Peter Grimes, English National Opera, London Coliseum, May 2009

12 May, 2009

This superb Benjamin Britten opera was given a terrific performance by Edward Gardner, with Stuart Skelton singing a strongly lyrical Grimes, Amanda Roocroft a slightly underpowered Ellen Orford, and Gerald Finley a rather too young looking Captain Balstrode, whom I found somewhat unconvincing. Felicity Palmer was terrific as the busybody Mrs. Sedley, and Michael Colvin was a beautifully voiced Methodist, waving his Bible. But there were too many Bibles being waved in this rather odd production by David Alden, who has gone out of his way to portray the inhabitants of the Borough as being crazier than we normally think of them. He is also a director who likes to put some off-beat sex onto stage, but I think it detracts from the power of this opera. Auntie admittedly runs a pub that doubles as a whore-house, but her ‘nieces’ were made to be almost mentally retarded victims of sexual abuse, dressed in identical school uniforms, playing with their dolls. They even hit them when Grimes hits Ellen and forces his new apprentice into joining him for yet more fishing on Sunday. Auntie herself was played as a weirdly transgendered woman in a long coat, performed as a sideshow by Rebecca de Pont Davies. That was not her fault, because Alden plays this opera as part musical, rather in the style of Kurt Weill, and some of the weirder scenes in Act III had a feel of Berlin decadence from the 1920s. There was even a dancing sailor from the Royal Navy — what was he doing in this fishing village?
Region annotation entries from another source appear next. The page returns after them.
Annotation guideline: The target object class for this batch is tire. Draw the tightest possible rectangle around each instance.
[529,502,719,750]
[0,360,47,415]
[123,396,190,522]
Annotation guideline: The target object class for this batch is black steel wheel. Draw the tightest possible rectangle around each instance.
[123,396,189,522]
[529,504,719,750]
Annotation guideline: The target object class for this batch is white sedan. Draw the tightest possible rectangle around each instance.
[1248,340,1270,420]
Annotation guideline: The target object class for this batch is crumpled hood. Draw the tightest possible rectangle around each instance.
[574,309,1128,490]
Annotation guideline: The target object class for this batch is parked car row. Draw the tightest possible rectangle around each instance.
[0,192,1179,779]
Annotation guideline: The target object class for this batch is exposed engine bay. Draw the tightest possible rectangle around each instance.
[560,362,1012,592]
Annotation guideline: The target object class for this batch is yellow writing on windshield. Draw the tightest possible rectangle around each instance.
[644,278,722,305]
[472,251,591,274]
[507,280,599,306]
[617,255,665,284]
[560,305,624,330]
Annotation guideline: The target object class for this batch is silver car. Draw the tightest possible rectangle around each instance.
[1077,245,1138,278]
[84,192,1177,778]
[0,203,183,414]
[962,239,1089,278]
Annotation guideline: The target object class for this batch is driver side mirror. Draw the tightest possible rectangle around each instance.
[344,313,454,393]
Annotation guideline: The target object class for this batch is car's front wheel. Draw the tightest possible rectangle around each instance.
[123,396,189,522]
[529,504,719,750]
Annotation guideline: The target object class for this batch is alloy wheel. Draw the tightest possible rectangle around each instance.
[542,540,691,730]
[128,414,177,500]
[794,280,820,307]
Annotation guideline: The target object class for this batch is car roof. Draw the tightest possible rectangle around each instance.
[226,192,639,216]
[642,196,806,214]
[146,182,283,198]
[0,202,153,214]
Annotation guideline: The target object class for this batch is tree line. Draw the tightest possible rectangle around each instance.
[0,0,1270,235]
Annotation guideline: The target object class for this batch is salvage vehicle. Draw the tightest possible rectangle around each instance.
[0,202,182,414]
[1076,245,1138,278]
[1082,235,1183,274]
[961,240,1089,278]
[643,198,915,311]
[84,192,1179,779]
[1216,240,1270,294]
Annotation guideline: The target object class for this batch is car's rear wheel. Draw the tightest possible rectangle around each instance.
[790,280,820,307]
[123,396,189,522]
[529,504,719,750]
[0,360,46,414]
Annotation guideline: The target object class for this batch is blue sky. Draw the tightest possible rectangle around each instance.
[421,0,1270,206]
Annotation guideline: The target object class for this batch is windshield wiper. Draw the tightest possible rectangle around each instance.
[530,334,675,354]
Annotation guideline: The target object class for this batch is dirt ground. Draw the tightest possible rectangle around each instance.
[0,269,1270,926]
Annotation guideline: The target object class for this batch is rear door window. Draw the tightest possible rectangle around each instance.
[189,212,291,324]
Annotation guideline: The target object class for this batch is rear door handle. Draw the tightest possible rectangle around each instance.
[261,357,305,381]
The lighting by Adam Silverman was very effective, as were the sets by Paul Steinberg, who also collaborated with Alden on La Calisto at the Royal Opera House earlier this season. Costumes by Brigitte Reiffenstuel dressed most of the chorus in very dark colours, which was effective, but there were some odd extras, like the animal head for Auntie in part of Act III. Again the director was showing the inhabitants of the Borough as weird, while Grimes and Ellen are more normal by comparison, but I think the story needs no outside help. What it does need is to make the high points as effective as possible, and Grimes’s Act I soliloquy, “The Great Bear and the Pleiades . . .” can have a tremendous impact, but here he delivered it from a sitting position in the pub rather than it being a sudden intrusion from without by Grimes. This might be seen as a small quibble, but I’m afraid this production left me cold, never really driving home the tension, except for the death of the apprentice near the end. But the production aside, what really drove Britten’s masterpiece home was Stuart Skelton, Felicity Palmer, the chorus, and the conductor Edward Gardner. They were the stars of the evening for me.